1. Deutsch
  2. English
Logo von Breminale

Von der Weserlust zur Breminale

Ein kulturell geprägtes Festival

Nachdem der legendären Weserlust 1983 die Puste ausgegangen war, hatte es sich die aus der "Kulturkooperative Bremen e.V." gebildete AG Breminale (später Breminale - Verein zur Förderung der Kultur e.V.) zum Ziel gesetzt, der Kommerzialisierung der Stadt- und Straßenfeste ein kulturell geprägtes Festival entgegenzusetzen. 100 000 DM stellte der damalige Senator für Bildung, Wissenschaft und Kunst, Horst Franke, den engagierten Kulturschaffenden aus dem Viertel zur Verfügung - ein aus heutiger Sicht fast unvorstellbarer, aber für das geplante Großereignis bei weitem nicht ausreichender Betrag.

Am 16. September 1987 war es dann soweit: Auf dem Marktplatz fand die offizielle Eröffnung der ersten BREMINALE statt und auf dem Festivalgelände, den Osterdeichwiesen zwischen Tiefer und Café Ambiente, genossen an den fünf Tagen Zehntausende von Kulturhungrigen den Mix aus Theater, bildender Kunst, Literatur, Musik und einem phantasievollen Kinderprogramm. Der Abschluss der ersten BREMINALE mit einem eigens inszenierten "Feuer-Wasser-Klang-Corso" war genauso spektakulär wie tragisch. Bei dem Feuerwerk kam ein Besucher durch eine von Außenstehenden abgefeuerten Leuchtrakete ums Leben.

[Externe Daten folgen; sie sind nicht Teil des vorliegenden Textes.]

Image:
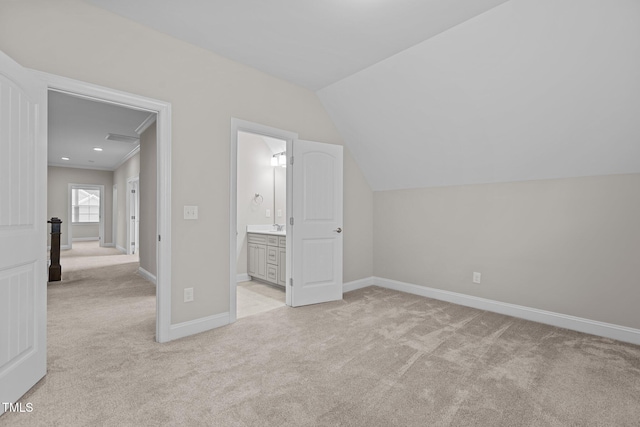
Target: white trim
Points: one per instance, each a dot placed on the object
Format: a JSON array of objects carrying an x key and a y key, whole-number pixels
[
  {"x": 358, "y": 284},
  {"x": 130, "y": 186},
  {"x": 594, "y": 327},
  {"x": 70, "y": 225},
  {"x": 114, "y": 214},
  {"x": 132, "y": 153},
  {"x": 163, "y": 120},
  {"x": 196, "y": 326},
  {"x": 146, "y": 123},
  {"x": 242, "y": 278},
  {"x": 64, "y": 165},
  {"x": 148, "y": 276},
  {"x": 246, "y": 126}
]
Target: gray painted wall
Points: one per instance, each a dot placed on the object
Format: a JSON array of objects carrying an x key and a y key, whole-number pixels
[
  {"x": 58, "y": 203},
  {"x": 569, "y": 246},
  {"x": 129, "y": 169}
]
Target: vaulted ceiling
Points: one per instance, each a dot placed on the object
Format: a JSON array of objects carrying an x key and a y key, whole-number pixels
[{"x": 443, "y": 92}]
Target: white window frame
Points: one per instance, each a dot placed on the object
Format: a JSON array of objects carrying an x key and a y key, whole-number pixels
[
  {"x": 73, "y": 206},
  {"x": 73, "y": 186}
]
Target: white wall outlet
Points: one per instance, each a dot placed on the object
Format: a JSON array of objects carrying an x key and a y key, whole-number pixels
[
  {"x": 190, "y": 212},
  {"x": 476, "y": 277}
]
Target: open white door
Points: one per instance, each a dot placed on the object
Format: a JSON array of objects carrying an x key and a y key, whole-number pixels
[
  {"x": 316, "y": 233},
  {"x": 23, "y": 228}
]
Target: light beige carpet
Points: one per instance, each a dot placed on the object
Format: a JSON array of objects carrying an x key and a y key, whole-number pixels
[{"x": 378, "y": 358}]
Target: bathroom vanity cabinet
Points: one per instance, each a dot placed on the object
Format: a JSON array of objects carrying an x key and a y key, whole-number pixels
[{"x": 266, "y": 257}]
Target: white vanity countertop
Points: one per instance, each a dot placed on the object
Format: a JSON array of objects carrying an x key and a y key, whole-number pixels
[{"x": 265, "y": 229}]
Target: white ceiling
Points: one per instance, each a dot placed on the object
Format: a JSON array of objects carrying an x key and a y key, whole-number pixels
[
  {"x": 533, "y": 89},
  {"x": 77, "y": 126},
  {"x": 443, "y": 92},
  {"x": 310, "y": 43}
]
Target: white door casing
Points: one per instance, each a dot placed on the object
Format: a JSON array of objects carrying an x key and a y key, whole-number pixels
[
  {"x": 316, "y": 234},
  {"x": 23, "y": 228},
  {"x": 133, "y": 215}
]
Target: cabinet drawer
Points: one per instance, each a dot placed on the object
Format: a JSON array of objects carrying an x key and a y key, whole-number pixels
[
  {"x": 272, "y": 240},
  {"x": 272, "y": 273},
  {"x": 260, "y": 239},
  {"x": 272, "y": 255}
]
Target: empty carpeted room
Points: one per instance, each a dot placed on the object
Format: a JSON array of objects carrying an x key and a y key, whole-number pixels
[{"x": 455, "y": 240}]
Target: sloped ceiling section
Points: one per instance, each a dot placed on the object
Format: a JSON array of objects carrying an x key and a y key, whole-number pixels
[
  {"x": 310, "y": 43},
  {"x": 532, "y": 89}
]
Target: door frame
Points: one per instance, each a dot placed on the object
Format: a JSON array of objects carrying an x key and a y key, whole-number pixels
[
  {"x": 162, "y": 110},
  {"x": 251, "y": 127},
  {"x": 70, "y": 213},
  {"x": 131, "y": 186}
]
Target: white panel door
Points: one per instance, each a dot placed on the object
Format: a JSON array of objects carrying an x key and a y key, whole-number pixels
[
  {"x": 23, "y": 228},
  {"x": 317, "y": 228}
]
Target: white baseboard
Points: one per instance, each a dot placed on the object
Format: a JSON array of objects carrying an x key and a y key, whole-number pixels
[
  {"x": 184, "y": 329},
  {"x": 148, "y": 276},
  {"x": 358, "y": 284},
  {"x": 594, "y": 327},
  {"x": 242, "y": 278}
]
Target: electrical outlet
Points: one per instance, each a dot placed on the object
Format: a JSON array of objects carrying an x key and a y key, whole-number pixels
[
  {"x": 190, "y": 212},
  {"x": 476, "y": 277}
]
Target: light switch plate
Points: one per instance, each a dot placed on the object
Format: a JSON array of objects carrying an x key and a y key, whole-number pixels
[{"x": 190, "y": 212}]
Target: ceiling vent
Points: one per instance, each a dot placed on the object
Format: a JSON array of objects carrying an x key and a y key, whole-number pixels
[{"x": 121, "y": 138}]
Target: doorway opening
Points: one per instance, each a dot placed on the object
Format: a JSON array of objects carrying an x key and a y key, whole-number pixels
[
  {"x": 259, "y": 241},
  {"x": 261, "y": 223},
  {"x": 159, "y": 115},
  {"x": 133, "y": 216}
]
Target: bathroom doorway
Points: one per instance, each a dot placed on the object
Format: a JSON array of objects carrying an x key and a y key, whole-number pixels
[
  {"x": 260, "y": 223},
  {"x": 259, "y": 258}
]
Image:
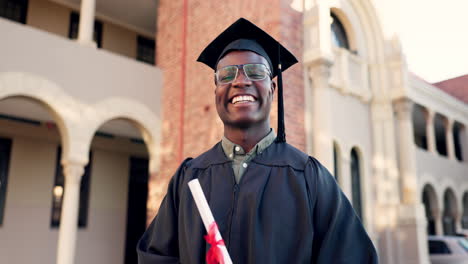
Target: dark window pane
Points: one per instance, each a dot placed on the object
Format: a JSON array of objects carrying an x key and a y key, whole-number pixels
[
  {"x": 356, "y": 183},
  {"x": 15, "y": 10},
  {"x": 336, "y": 163},
  {"x": 74, "y": 25},
  {"x": 145, "y": 50},
  {"x": 5, "y": 151},
  {"x": 339, "y": 37},
  {"x": 438, "y": 247},
  {"x": 58, "y": 192}
]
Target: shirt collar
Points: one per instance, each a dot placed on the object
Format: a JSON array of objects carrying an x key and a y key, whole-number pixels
[{"x": 231, "y": 149}]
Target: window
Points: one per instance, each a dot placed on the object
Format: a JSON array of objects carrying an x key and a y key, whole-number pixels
[
  {"x": 336, "y": 162},
  {"x": 356, "y": 183},
  {"x": 58, "y": 191},
  {"x": 15, "y": 10},
  {"x": 74, "y": 25},
  {"x": 438, "y": 247},
  {"x": 339, "y": 37},
  {"x": 5, "y": 150},
  {"x": 145, "y": 49}
]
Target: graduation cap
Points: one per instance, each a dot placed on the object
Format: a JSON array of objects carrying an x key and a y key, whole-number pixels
[{"x": 244, "y": 35}]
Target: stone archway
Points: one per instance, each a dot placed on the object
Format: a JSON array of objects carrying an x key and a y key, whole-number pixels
[{"x": 450, "y": 212}]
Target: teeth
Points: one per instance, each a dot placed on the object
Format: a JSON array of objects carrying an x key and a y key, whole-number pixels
[{"x": 243, "y": 98}]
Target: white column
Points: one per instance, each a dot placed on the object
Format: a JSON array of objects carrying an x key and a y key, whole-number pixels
[
  {"x": 436, "y": 213},
  {"x": 412, "y": 220},
  {"x": 431, "y": 147},
  {"x": 69, "y": 218},
  {"x": 449, "y": 139},
  {"x": 86, "y": 27},
  {"x": 322, "y": 144},
  {"x": 406, "y": 152},
  {"x": 345, "y": 180}
]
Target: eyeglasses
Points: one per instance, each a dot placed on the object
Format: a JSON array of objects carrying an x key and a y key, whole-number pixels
[{"x": 253, "y": 71}]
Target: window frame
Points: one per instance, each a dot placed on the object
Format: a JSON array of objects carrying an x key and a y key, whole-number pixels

Dass so etwas Profanes wie das Wetter existenzielle Bedeutung für das Gelingen des Experimentes BREMINALE haben könnte, war den zwölf ambitionierten Gründungsmitgliedern der BREMINALE im Frühjahr 1986 noch nicht bewusst. Dass die Frauen und Männer der ersten Stunde mit ihrer Idee eines breitgefächerten Kulturfestivals auf dem richtigen Dampfer lagen, beweist gerade die Tatsache, dass die BREMINALE trotz oft widriger Witterung immer auf riesiges Publikumsinteresse gestoßen ist. Zynische Zungen vertreten unwidersprochen die Meinung, bei der jährlichen BREMINALE auf den Osterdeichwiesen handele es sich um eine Langzeitstudie für einen künftigen Exportschlager der Hansestadt in die Trockenzonen der Welt. Diese eindeutig falsche Interpretation des Kulturfestivals am Weserufer basiert auf der scheinbar unausweichlichen Verbindung mit dem Element Wasser. Wasser marsch!